1 | Moi aussi !
Le récit de Julien
Après ce dîner à la bonne franquette chez Adrien, nous rentrons aux Chênaies. Je conduis un peu distraitement de la main droite, le coude gauche accoté à ma portière.
Mes pensées reviennent à Toni qui nous a rejoint sur la terrasse de l’Ambassade.
A le voir aussi solaire, joliment vêtu de neuf, soudain, une image lubrique m’est venue. Un flash : je l’ai imaginé nu, se plantant souplement sur ma bite dressée, et moi en vieux loup de mer, attentif à son visage concentré, à son souffle court de jeune homme plein de sève, à ses appétits, le guidant pour décupler son plaisir de mousse empalé sur mon mat.
Il émane de ce garçon quelque chose d’infiniment gourmand et je suis persuadé qu’il ne boude pas son plaisir, qu’il est un « bon coup » pour peu qu’on sache l’y encourager. Je ne cessais de l’observer du coin de l’œil et je l’ai vu s’asseoir à côté d’Adrien, le regard que celui-ci pose sur lui confirmant mes suppositions. J’ai surpris leur contact furtif et complice et je suis revenu sur terre en me disant qu’Adrien a bien de la chance, que c’est dans l’ordre des choses et des générations … avec une pointe de nostalgie.

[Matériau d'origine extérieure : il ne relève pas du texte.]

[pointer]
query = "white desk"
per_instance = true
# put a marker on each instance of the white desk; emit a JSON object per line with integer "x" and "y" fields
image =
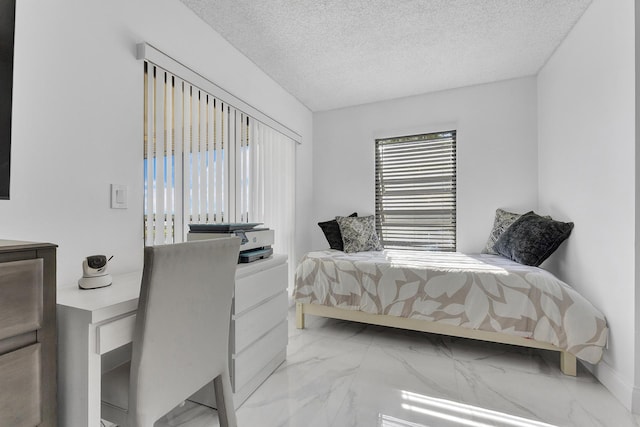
{"x": 94, "y": 322}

Mais ce que je n’imaginais pas, c’est que le fripon est d’ores et déjà installé et qu’il se comporte avec une telle aisance, en co-maître de maison, et à l’invitation d’Adrien. Ainsi, je découvre « mon » Adrien amoureux et engagé ! Le cachottier.
Et je m’en félicite ! Pour eux, mais aussi de constater qu’ainsi, aujourd’hui, une vie commune entre deux hommes – comme probablement entre deux femmes - semble s’établir aussi simplement que pour un couple hétéro.

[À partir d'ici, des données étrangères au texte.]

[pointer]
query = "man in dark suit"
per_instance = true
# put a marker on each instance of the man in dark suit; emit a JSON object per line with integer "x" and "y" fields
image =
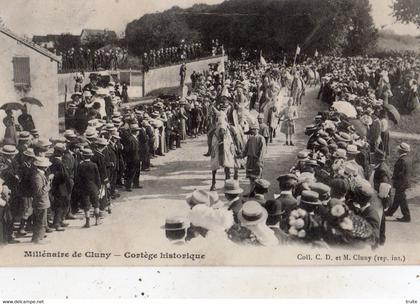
{"x": 41, "y": 201}
{"x": 114, "y": 165}
{"x": 132, "y": 156}
{"x": 100, "y": 159}
{"x": 89, "y": 182}
{"x": 365, "y": 205}
{"x": 401, "y": 182}
{"x": 382, "y": 186}
{"x": 287, "y": 184}
{"x": 60, "y": 187}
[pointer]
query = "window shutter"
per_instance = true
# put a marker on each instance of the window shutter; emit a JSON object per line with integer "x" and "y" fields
{"x": 21, "y": 71}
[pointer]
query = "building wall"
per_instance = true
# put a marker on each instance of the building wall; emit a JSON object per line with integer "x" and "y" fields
{"x": 44, "y": 85}
{"x": 168, "y": 76}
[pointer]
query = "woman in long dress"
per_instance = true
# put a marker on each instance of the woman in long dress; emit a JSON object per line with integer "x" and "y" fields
{"x": 288, "y": 115}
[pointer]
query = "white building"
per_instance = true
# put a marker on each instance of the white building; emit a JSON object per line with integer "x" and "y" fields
{"x": 27, "y": 69}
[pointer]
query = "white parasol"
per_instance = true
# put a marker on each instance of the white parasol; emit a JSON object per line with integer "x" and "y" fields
{"x": 345, "y": 108}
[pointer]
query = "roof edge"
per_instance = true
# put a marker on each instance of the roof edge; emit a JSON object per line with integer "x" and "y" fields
{"x": 29, "y": 44}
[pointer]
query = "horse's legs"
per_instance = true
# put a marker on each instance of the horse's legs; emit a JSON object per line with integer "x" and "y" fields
{"x": 213, "y": 180}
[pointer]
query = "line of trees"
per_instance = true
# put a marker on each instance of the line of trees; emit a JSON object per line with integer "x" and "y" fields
{"x": 338, "y": 27}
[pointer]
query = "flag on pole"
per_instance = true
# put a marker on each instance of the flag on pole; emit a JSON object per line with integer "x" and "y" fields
{"x": 262, "y": 60}
{"x": 297, "y": 50}
{"x": 221, "y": 66}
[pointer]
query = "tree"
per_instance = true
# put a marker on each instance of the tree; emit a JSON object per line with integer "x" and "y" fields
{"x": 407, "y": 11}
{"x": 272, "y": 26}
{"x": 67, "y": 41}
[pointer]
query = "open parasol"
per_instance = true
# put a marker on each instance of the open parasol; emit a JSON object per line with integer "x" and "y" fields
{"x": 32, "y": 100}
{"x": 345, "y": 108}
{"x": 11, "y": 106}
{"x": 393, "y": 113}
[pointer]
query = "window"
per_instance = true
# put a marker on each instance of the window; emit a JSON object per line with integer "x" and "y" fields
{"x": 21, "y": 72}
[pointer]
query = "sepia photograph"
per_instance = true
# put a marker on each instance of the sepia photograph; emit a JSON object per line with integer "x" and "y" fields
{"x": 209, "y": 132}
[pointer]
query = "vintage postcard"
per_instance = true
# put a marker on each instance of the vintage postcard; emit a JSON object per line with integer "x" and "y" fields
{"x": 209, "y": 133}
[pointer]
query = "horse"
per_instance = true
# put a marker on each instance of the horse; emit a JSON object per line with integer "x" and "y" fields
{"x": 311, "y": 76}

Et puis il y a eu cette déclaration …
- « Arnaud ? »
- « … »
- « Dis-moi, ton intervention ... ? »
Par de petits coups d’œil dans le rétroviseur, je le vois se redresser, en alerte.
- « J’ai été maladroit, je sais que j’ai gâché la soirée, excuse-moi, mais … »
- « Non, mais tu nous as surpris, assurément ! Explique-moi. Hier encore, tu souhaitais ne rien dire à personne. »
Il secoue la tête, se redresse, se casse à nouveau, hésite, se tait puis reprend sur une brusque inspiration sonore.
- « Je ne sais pas comment vivre avec ça ! J’avais besoin de le dire à quelqu’un, à voix haute, sans doute, pour le reconnaître moi-même. »
Puis il se précipite :
- « Mais je l’ai dit seulement devant eux, parce qu’eux aussi, ils sont … »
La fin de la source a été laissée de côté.